Infelizmente, estes anos ingênuos não encontram espaço fora das telas, onde parece não haver lugar para happy-end. A princesa Elisabeth da Áustria-Hungria foi assassinada aos 61 anos por um fanático religioso. Romy Schneider, após anos de depressão, doença agravada após a morte trágica do filho adolescente, foi encontrada morta, em 1982, vítima de uma combinação de álcool e remédios. Tinha apenas 44 anos.

Sissi (Áustria, 1955), de Ernst Marischka. Com Romy Schneider (Sissi), Karlheinz Bohm (Imperador Franz Joseph), Magda Schneider (Duquesa Ludovika), Uta Franz (Princesa Helene), Gustav Knuth (Duque Max).

Referência: Coleção Folha Grandes Astros do Cinema. Romy Schneider. Cássio Starling Carlos. São Paulo: Folha de S. Paulo, 2014.

O castelo

K chega a uma aldeia castigada pela neve, entra na taberna e diz ser o topógrafo contratado pelo superintendente do Castelo. Os frequentadores logo dizem que ninguém foi contratado para executar tal tarefa e K começa uma peregrinação pela cidade, tentando se comunicar com os responsáveis.
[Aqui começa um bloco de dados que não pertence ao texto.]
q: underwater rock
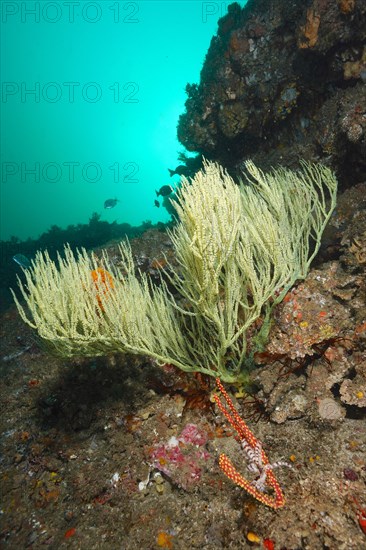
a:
[178,0,366,186]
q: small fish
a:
[13,254,30,269]
[104,199,121,210]
[168,164,188,177]
[155,185,174,197]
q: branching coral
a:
[14,162,337,382]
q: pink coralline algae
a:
[150,424,210,490]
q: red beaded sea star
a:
[214,378,285,509]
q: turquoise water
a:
[0,0,243,240]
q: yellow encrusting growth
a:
[14,162,337,382]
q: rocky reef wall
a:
[178,0,366,186]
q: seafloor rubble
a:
[0,184,366,550]
[178,0,366,186]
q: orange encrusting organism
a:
[91,267,114,311]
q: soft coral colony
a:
[14,161,337,507]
Conhece Frieda, amante do superintendente, de quem fica noivo, consegue emprego de supervisor na escola local, mas continua sem entender os motivos da renúncia de todos com relação à sua permanência na aldeia.

O filme de Michael Haneke, feito para a TV austríaca, busca fidelidade ao romance inacabado do escritor Franz Kafka. Os diálogos são literais, com narração em off descrevendo, na maioria das vezes, as imagens. Cortes bruscos, com a tela enegrecida, marcam as passagens de tempo.
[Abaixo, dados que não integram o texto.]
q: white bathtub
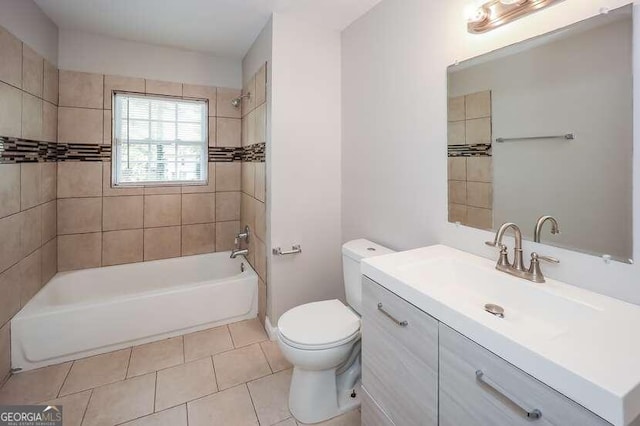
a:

“O enredo repleto de ambiguidades perturba, mas também faz rir, e abriga um tema caro a Kafka: o homem em conflito com a falta de sentido dos entraves burocráticos e engolido por eles. Seu personagem principal, K, é um agrimensor que chega a uma aldeia para supostamente medir as terras de um conde. Lá, não se sabe exatamente, no entanto, quem o contratou e por quê. A instância da autoridade é o castelo, mas seus representantes nem sempre estão ao alcance.” – Eduardo Simões.
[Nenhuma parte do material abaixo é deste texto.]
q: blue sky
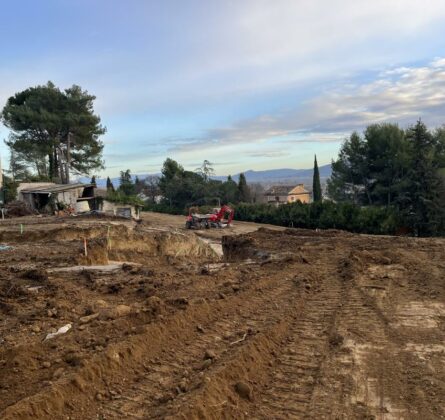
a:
[0,0,445,176]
Referência: O castelo: um filme baseado na obra de Franz Kafka. Cássio Starling Carlos, Pedro Maciel Guimarães, Eduardo Simões. São Paulo: Folha de S. Paulo, 2013   

O castelo (Das schloss, Alemanha/Áustria, 1997), de Michael Haneke. Com Ulrich Muhe (K), Susanne Lothar (Frieda), Frank Giering (Arthur), Felix Eitner (Jeremias), André Eisermann (Barnabas).